Hi Robert,
Yes seqlevelsStyle's new behavior is slightly different and less
forgiving. The thing is that it will generally reveal dormant issues
which is not such a bad thing after all.
Note that it doesn't seem completely straightforward to retrieve the
reference genome/assembly directly from the VCF header. AFAICT this
information is either missing or weirdly formatted. For example the
headers of the 1000genomes VCF files located at
ftp://ftp-trace.ncbi.nih.gov/1000genomes/ftp/release/20101123/interim_phase1_release/
contain
##reference=1000Genomes-NCBI37
or in the ex2.vcf file included in VariantAnnotation it's:
##reference=file:///seq/references/1000GenomesPilot-NCBI36.fasta
so not clear that importing this in the genome field of the returned VCF
object would be that helpful.
Thanks for pointing me to the VariantAnnotation vignette. I'll fix the
calls to readVcf() to use GRCh37 instead of hg19. Seems like one call
(on ex2.vcf) is using the wrong genome: ex2.vcf is based on hg18/NCBI36,
not on hg19/GRCh37. Will fix that too.
Sure readVcf() could probably be improved to perform some sanity checks
by making sure that the user-supplied genome is compatible with the
chromosome names. However that still won't prevent the user from
specifying the wrong genome (e.g. GRCh37 instead of NCBI36) like in the
ex2.vcf case. Anyway this is a feature request for readVcf().

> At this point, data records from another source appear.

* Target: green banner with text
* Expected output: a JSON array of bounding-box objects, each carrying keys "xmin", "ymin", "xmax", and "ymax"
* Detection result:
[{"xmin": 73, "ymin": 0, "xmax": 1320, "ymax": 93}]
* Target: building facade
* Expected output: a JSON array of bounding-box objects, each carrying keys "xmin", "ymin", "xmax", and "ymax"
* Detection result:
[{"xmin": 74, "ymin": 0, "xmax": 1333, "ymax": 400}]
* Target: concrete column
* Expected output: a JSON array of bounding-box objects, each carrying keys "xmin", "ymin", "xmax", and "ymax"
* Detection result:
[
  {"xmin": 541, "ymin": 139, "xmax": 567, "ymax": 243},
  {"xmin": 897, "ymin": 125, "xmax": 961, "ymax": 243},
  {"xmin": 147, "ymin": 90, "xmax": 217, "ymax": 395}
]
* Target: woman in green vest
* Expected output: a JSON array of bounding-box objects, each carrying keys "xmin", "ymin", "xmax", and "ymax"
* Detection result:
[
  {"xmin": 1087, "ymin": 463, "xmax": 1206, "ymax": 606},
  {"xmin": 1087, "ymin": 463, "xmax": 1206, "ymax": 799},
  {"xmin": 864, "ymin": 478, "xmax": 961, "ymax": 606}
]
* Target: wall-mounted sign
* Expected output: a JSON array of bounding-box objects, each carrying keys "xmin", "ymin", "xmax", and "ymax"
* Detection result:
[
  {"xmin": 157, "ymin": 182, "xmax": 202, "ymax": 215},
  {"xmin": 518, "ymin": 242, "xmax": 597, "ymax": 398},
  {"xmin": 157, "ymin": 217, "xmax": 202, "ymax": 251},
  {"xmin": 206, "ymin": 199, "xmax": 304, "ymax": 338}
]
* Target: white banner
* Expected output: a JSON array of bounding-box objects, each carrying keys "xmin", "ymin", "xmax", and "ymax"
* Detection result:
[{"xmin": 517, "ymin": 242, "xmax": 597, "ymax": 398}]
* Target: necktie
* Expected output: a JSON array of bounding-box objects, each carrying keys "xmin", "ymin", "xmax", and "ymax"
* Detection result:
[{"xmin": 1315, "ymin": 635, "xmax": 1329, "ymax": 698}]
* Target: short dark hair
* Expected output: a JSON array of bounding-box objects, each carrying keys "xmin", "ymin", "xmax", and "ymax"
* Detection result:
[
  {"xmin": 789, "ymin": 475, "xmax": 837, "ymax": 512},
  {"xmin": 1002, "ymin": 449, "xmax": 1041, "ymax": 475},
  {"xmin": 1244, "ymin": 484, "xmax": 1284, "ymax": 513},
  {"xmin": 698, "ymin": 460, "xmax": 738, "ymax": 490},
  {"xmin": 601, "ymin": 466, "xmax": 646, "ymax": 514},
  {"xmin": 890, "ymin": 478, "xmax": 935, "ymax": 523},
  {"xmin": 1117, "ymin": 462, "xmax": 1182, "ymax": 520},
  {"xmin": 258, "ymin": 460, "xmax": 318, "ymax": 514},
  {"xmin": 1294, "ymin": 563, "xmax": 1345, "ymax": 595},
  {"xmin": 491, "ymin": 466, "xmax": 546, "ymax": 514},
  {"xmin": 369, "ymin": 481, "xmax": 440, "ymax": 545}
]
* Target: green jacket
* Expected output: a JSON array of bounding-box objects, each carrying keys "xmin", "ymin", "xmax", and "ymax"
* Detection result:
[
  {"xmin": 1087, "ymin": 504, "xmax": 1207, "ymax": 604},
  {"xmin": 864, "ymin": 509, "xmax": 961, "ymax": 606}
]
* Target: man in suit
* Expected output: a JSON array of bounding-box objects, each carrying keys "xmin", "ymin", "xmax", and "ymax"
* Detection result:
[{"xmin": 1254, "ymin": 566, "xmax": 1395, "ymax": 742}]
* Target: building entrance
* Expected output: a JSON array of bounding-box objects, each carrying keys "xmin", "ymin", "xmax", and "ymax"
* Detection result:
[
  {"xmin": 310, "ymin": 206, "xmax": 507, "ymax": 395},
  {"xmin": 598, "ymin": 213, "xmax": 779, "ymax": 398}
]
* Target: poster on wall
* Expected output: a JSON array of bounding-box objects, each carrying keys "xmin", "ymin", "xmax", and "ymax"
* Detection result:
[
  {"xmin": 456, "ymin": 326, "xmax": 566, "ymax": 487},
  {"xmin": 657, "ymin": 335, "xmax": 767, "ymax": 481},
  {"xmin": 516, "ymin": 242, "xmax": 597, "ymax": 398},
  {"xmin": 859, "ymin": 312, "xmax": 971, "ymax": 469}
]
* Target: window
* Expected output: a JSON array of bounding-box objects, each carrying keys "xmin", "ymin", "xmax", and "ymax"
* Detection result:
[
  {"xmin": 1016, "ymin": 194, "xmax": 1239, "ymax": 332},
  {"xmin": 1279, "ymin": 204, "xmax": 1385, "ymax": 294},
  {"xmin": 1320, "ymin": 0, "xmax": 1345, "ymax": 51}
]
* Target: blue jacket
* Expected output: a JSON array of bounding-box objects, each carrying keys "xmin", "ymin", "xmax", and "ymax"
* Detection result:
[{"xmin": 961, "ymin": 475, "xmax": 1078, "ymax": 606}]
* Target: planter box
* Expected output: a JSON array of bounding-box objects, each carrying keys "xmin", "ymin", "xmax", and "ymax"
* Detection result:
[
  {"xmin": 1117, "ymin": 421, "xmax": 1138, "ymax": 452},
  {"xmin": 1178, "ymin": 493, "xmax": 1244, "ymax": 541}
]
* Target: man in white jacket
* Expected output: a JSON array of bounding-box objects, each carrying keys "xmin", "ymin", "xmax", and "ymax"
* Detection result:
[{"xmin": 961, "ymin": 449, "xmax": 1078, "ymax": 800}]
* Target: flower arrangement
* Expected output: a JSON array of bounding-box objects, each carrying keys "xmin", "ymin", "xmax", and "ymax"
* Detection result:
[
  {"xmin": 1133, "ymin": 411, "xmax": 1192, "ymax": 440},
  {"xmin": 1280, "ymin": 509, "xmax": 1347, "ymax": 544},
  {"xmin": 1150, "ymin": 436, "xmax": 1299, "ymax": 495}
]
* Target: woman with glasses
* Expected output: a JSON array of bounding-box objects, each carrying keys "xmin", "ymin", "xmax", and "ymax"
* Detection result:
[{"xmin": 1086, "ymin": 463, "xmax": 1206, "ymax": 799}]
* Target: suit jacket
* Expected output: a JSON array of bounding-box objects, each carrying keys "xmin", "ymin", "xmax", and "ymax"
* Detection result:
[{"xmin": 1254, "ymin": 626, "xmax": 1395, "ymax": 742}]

In the end I'm not sure what's the purpose of specifying the genome
anyway. What does it give us? Maybe the vignette and examples in
VariantAnnotation should stop doing that? Better to not specify the
genome than specifying the wrong one.
Best,
H.
On 8/6/20 07:42, Robert Castelo wrote:
hi Hervé,
thank you very much for your clarifications, but this behavior is
different in release and has been different until now, this is BioC 3.11:
library(VariantAnnotation)
fl <- system.file("extdata", "chr22.vcf.gz", package="VariantAnnotation")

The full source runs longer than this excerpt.